自殺を決めた時点で、面倒な世界に戻るのに強烈な嫌悪をいだきだすんです。

現状把握や、問題の深堀をして、また同じような説明を関係者にして回るなど考えただけでもウンザリなんです。

 

いじめに合った原因を胸に手を当てて考えたって、これといった特別な理由なんてないんです。たまたま自分が運悪く標的にされただけの事。そこに幾人もの級友や、見て見ぬふりをする教師が遠巻きに事態を眺めているような構図なんです。

無責任な教師だと責める気にならないのは、彼らにも過労のストレスが重くのしかかっているから。

だからこそ、絡まった糸を粘り強く解きほぐしたとしても、必ずいじめの解決に結びつくとは限らないんです。

それなら、このいじめ問題は解決不可能としたほうがよっぽどあとくされないんだ、と思ってしまうわけなんです。

 

輪廻転生で、また一から始められるかもしれないし、一か八かそれにかけてみよう。

ノートには恨みつらみをびっしりと書き残して死んでしまおう。

 

引きこもって何か月間も外の様子を見て過ごすなんてゴメンだし、転校してまた初めから友達を作るなんて耐えられない。

登校拒否や引きこもりで勉強が遅れて留年するのもゴメンこうむりたい。

 

まともな判断力を有していれば、少々面倒なハードルがあっても乗り越えられる。地道に対応していけば、いずれ元の状態に戻れると気持ちは上向くかもしれないんです。

 

でも、一度死を選択してしまった者にとっては、ゲンナリするような重荷には耐えられないんです。

 

死んでも何の解決にもならない

 

「死んでも何の解決にもならない」とはよく耳にするセリフです。

確かに何ひとつとして解決などしていない。

 

人類の進歩という意味からすれば、何も変わっていない。

同じ問題が、いつかどこかでまた起きるに違いないし、その時に打つ手も、今と同じないままなんです。

ただ渦中の本人だけは死んでしまえば、今の窮境からからは解放される。

一瞬、痛みを伴うかももしれないけど、あとは無に帰するだけだ、と。

 

アフリカのどこかに投獄さえると、すぐに自殺する部族がいるというのを思い出しました。

敵対部族との争いで、捉えられてしまうとすぐに死を選択してしまう。

自力で逃亡を図るとか、誰か助けに来てくれるのを待つとかの発想が全くないんです。

もう生きていても仕方ないと即決してしまうらしいの。

 

それと同じ思考へとのめり込むのが、自殺を決めた人たちなんです。

悩みぬいた末であるにせよ。自殺すると腹をくくってしまうと、命の尊さと面倒臭ささの価値観が逆転してしまうのです。

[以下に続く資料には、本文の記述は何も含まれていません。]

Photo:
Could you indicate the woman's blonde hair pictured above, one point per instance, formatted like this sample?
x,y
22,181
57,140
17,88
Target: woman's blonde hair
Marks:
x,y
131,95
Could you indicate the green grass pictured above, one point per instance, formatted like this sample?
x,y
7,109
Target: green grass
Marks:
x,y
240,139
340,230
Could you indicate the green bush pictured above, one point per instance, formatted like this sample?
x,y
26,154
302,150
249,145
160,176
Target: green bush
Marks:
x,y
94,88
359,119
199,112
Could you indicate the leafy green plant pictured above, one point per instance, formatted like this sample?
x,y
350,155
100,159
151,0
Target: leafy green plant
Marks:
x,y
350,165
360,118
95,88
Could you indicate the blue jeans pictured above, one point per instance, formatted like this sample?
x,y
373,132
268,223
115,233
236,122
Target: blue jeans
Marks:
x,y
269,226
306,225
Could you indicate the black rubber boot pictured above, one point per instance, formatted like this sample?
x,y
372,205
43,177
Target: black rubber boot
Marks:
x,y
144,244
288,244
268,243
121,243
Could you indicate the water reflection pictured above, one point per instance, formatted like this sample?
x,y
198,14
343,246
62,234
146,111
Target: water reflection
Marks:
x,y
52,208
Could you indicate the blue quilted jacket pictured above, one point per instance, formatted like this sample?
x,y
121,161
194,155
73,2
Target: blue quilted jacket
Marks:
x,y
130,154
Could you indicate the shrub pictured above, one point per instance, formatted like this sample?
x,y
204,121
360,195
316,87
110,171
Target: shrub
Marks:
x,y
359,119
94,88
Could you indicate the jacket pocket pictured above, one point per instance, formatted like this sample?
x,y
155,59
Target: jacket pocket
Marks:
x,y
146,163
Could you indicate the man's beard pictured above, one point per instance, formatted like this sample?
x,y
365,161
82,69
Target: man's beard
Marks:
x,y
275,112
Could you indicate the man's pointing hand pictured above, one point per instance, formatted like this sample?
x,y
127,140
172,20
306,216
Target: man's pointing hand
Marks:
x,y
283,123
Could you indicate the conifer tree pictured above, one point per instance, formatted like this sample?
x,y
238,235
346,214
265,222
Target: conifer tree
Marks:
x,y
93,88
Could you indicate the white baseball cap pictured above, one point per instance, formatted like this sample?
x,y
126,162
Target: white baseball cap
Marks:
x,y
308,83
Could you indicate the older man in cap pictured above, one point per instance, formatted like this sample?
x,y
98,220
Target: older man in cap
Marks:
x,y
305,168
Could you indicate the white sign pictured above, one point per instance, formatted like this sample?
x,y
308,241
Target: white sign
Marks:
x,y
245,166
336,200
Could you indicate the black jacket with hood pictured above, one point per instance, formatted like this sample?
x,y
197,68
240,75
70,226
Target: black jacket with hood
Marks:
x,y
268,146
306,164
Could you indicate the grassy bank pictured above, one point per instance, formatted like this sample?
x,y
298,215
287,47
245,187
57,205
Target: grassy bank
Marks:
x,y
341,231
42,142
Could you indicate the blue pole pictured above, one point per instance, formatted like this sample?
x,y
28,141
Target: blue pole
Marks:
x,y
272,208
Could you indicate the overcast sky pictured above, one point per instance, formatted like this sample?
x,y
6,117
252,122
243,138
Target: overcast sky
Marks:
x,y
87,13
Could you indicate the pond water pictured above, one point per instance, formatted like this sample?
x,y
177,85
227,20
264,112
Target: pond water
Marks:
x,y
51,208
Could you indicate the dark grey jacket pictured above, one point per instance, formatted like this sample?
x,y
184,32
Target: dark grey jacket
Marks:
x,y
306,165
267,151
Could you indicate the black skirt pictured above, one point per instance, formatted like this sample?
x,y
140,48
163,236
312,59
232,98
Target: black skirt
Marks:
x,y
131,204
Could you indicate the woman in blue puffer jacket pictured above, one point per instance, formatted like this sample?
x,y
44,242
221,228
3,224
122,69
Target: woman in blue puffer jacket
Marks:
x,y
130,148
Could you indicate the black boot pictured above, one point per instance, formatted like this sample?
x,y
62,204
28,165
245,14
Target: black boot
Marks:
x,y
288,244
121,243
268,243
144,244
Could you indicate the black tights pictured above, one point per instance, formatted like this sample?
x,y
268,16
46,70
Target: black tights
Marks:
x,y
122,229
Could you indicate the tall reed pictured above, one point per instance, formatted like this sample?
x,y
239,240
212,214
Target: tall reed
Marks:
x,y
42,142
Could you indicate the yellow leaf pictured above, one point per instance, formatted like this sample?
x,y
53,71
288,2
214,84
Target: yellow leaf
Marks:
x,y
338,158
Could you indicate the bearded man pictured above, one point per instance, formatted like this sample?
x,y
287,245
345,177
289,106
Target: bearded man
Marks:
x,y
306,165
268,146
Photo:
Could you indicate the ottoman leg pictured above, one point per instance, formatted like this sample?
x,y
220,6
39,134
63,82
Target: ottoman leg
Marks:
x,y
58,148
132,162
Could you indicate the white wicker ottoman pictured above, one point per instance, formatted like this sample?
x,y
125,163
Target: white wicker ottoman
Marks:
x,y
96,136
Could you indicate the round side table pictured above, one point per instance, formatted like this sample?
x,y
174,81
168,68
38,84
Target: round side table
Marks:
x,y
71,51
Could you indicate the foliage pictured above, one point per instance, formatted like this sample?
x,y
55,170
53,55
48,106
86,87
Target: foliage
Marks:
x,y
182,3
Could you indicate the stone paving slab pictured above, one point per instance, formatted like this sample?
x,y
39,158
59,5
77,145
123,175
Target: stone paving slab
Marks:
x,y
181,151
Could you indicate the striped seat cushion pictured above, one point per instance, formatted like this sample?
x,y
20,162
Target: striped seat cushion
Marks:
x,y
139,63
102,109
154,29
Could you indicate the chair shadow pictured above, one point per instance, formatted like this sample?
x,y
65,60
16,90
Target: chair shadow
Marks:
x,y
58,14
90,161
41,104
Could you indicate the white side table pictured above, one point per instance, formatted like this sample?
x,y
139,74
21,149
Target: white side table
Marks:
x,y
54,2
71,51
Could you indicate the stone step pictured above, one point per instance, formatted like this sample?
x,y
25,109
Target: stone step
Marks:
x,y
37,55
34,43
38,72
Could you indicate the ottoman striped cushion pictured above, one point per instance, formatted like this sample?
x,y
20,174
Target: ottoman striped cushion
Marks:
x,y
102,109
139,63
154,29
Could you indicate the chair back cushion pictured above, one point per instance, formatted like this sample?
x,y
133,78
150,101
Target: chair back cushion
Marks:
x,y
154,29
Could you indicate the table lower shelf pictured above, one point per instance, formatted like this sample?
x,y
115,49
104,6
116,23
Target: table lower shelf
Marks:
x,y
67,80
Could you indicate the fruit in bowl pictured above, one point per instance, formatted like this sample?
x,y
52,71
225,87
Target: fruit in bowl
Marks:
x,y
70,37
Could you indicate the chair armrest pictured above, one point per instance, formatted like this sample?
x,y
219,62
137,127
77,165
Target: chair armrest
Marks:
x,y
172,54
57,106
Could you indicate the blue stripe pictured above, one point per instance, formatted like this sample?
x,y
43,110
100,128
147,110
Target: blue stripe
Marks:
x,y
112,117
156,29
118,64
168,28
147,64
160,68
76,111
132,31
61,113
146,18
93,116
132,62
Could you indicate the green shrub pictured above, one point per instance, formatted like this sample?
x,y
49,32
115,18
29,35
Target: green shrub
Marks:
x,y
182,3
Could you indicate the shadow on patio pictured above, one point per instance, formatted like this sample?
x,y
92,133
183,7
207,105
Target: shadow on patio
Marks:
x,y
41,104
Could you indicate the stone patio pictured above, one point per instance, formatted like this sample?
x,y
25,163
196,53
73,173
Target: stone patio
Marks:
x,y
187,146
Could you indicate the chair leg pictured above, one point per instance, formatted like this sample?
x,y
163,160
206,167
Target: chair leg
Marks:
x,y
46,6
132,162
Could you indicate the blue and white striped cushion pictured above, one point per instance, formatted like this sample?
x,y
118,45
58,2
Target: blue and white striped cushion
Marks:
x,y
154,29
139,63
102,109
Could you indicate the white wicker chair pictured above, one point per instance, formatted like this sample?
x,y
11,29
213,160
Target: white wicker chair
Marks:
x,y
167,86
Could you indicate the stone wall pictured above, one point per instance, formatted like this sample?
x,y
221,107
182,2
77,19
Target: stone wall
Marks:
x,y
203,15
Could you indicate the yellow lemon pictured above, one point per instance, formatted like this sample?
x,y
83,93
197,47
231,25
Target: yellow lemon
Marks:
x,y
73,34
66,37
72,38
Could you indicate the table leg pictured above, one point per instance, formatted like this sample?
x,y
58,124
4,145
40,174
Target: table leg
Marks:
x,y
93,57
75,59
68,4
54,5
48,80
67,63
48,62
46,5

死に物狂いでガンバルのと、特攻隊のように死を前提に物事に対峙するのとでは全く別の思考が働いているんです。

生きるために再び立ち上がって問題の芽をひとつひとつ摘んで、慣れない環境に身を置きながら精神をすり減らして前へ進むよりも、現状維持の延長として死んでしまおうとするんです。

だから死の選択はとても危険なのです。